We first went to Rosecliff, another Gilded Age summer "cottage" that was designed as a theatrical platform for Hermann and Teresa Oelrichs' extravagant parties and other events. Interestingly, it was used in the 1974 adaptation of The Great Gatsby as Mr. Gatsby's home. The place was much smaller than The Breakers, and thus the tour was shorter, so we all agreed upon visiting another site before heading over to lunch.
Our next stop was the famous Marble House. It was built for Mr. and Mrs. Vanderbilt in the late 1800s and also used as Mr. Gatsby's home in the 1974 movie.
After we were full and ready to sit for a few decades, we caught the bus back to Newport. The group and I decided to walk back to Brown because of the lack of buses during that time. We changed clothes, met up with our friends, and then walked to Indian Point Park for the Fourth of July festival.
We sat around talking, danced to the band playing music for everyone, and then waited for the fireworks show to begin. The place was packed: I can't count the number of times I had to squeeze between a mass of people to get from point A to point B. As the anticipated spectacle drew closer, I could feel an electric hum of excitement fill the air. Although I can't help but be disappointed by how environmentally and physically damaging fireworks can be, I couldn't deny the sense of childlike happiness I felt when I witnessed the first explosion of light.

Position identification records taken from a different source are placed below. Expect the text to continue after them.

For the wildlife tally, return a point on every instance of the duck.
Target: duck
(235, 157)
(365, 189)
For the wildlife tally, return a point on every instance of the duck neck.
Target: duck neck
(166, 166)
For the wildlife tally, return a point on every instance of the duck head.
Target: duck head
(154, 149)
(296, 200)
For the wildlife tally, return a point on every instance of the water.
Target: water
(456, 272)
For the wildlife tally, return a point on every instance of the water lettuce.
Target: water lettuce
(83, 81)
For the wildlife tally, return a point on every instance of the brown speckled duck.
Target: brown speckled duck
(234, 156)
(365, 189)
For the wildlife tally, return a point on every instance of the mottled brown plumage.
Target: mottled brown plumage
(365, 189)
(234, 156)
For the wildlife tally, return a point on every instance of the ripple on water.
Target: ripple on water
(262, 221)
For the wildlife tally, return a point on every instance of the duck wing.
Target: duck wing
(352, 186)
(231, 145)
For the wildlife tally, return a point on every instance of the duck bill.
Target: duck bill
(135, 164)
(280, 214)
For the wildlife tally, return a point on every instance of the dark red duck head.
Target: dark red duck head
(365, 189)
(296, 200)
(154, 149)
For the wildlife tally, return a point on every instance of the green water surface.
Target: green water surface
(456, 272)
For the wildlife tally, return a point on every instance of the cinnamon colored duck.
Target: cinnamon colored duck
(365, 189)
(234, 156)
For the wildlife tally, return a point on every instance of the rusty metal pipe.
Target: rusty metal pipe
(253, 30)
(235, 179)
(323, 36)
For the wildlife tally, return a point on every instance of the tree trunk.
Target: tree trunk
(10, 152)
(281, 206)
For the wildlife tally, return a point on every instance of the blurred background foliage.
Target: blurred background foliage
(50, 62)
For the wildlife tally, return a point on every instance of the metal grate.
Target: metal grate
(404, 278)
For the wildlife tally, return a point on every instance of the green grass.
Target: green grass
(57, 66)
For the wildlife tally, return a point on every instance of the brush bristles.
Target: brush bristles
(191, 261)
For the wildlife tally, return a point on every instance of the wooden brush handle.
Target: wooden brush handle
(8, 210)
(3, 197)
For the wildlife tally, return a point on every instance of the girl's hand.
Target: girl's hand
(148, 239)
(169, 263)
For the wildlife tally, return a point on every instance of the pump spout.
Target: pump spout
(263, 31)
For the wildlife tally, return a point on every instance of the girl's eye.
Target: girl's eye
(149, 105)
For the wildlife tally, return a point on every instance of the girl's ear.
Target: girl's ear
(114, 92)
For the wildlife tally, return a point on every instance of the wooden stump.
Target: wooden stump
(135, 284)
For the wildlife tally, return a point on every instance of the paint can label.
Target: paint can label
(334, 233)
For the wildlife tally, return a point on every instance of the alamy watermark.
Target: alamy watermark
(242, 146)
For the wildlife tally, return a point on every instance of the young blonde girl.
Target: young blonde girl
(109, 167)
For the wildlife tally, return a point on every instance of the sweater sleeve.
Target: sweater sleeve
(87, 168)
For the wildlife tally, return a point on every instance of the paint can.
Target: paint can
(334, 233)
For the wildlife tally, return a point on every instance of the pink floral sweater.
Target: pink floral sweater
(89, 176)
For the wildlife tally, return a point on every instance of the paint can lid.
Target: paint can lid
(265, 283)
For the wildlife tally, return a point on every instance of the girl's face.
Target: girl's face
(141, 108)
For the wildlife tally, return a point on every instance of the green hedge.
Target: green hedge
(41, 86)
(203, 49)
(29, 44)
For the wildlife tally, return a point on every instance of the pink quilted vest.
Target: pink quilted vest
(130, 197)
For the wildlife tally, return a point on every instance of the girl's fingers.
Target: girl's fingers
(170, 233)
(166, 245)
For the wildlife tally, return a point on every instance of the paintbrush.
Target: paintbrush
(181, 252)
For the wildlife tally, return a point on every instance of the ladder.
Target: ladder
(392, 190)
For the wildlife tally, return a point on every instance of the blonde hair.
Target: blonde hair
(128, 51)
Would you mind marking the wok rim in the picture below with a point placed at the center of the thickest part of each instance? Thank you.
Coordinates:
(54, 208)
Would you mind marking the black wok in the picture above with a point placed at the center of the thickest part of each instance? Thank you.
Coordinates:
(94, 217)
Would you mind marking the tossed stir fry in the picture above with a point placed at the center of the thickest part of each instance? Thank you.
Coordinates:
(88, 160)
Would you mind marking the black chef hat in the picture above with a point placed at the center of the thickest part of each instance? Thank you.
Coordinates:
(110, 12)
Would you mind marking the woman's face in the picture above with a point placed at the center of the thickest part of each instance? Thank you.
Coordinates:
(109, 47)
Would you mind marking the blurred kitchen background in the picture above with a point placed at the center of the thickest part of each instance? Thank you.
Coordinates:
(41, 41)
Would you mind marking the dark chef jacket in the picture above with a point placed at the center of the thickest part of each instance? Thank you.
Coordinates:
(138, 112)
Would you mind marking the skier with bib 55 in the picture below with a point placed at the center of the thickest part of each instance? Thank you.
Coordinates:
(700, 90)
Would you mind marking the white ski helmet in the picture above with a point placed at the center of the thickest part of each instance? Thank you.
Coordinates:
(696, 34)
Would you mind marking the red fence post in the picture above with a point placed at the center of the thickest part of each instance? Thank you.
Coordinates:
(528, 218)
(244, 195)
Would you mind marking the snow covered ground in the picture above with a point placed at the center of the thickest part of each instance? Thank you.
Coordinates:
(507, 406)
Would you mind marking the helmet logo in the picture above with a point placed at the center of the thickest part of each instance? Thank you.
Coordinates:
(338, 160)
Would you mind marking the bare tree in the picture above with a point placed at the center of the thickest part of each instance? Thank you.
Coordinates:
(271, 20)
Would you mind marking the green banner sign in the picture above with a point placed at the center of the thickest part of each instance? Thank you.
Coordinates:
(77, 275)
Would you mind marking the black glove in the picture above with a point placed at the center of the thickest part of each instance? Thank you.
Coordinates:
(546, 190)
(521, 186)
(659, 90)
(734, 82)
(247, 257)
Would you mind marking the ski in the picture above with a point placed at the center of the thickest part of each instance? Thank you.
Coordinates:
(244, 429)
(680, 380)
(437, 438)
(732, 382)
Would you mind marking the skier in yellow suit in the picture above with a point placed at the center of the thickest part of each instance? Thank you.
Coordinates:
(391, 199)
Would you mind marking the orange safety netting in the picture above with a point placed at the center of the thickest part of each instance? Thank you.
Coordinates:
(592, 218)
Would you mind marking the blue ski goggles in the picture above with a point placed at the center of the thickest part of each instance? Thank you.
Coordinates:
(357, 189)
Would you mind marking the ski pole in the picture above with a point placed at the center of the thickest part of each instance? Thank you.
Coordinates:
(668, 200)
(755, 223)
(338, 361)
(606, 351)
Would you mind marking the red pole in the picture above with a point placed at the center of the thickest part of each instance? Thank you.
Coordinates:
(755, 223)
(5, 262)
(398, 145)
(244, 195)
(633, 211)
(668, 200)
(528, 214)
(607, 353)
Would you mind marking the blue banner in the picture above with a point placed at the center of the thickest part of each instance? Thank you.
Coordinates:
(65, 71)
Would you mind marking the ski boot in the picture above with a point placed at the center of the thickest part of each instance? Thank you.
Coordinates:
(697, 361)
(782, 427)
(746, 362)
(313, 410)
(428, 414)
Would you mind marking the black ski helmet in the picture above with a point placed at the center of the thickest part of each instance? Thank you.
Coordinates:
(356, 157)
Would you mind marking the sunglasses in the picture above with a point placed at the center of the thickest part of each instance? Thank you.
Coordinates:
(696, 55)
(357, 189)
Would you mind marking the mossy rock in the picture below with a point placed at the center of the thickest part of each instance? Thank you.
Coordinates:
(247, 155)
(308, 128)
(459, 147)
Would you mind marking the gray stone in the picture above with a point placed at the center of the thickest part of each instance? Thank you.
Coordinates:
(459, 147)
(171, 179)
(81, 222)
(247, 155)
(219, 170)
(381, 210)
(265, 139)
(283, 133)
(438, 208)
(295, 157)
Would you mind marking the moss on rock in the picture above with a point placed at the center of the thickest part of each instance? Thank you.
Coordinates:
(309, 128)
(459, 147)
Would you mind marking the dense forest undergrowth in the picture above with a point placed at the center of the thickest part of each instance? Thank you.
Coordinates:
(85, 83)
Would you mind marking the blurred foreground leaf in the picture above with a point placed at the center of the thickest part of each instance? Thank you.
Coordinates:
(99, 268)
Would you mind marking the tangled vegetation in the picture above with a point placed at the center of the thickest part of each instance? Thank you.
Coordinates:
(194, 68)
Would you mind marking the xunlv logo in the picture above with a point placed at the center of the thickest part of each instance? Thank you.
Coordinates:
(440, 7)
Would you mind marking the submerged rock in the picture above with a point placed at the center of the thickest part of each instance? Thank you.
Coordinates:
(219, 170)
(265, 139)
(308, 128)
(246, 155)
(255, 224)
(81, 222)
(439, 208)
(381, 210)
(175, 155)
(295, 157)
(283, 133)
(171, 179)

I must say, the East Coast surely outdoes the West Coast in terms of display. The show was probably triple the amount of time the ones in the Bay Area are, and even more beautiful at that.
The end of the show was chaos, however. Everyone was scrambling to leave the park and get wherever they needed to go. We ourselves needed to make it back to our dorms in time for curfew. Despite the pushing and shoving, everything went just fine and everyone made it back home safe and sound.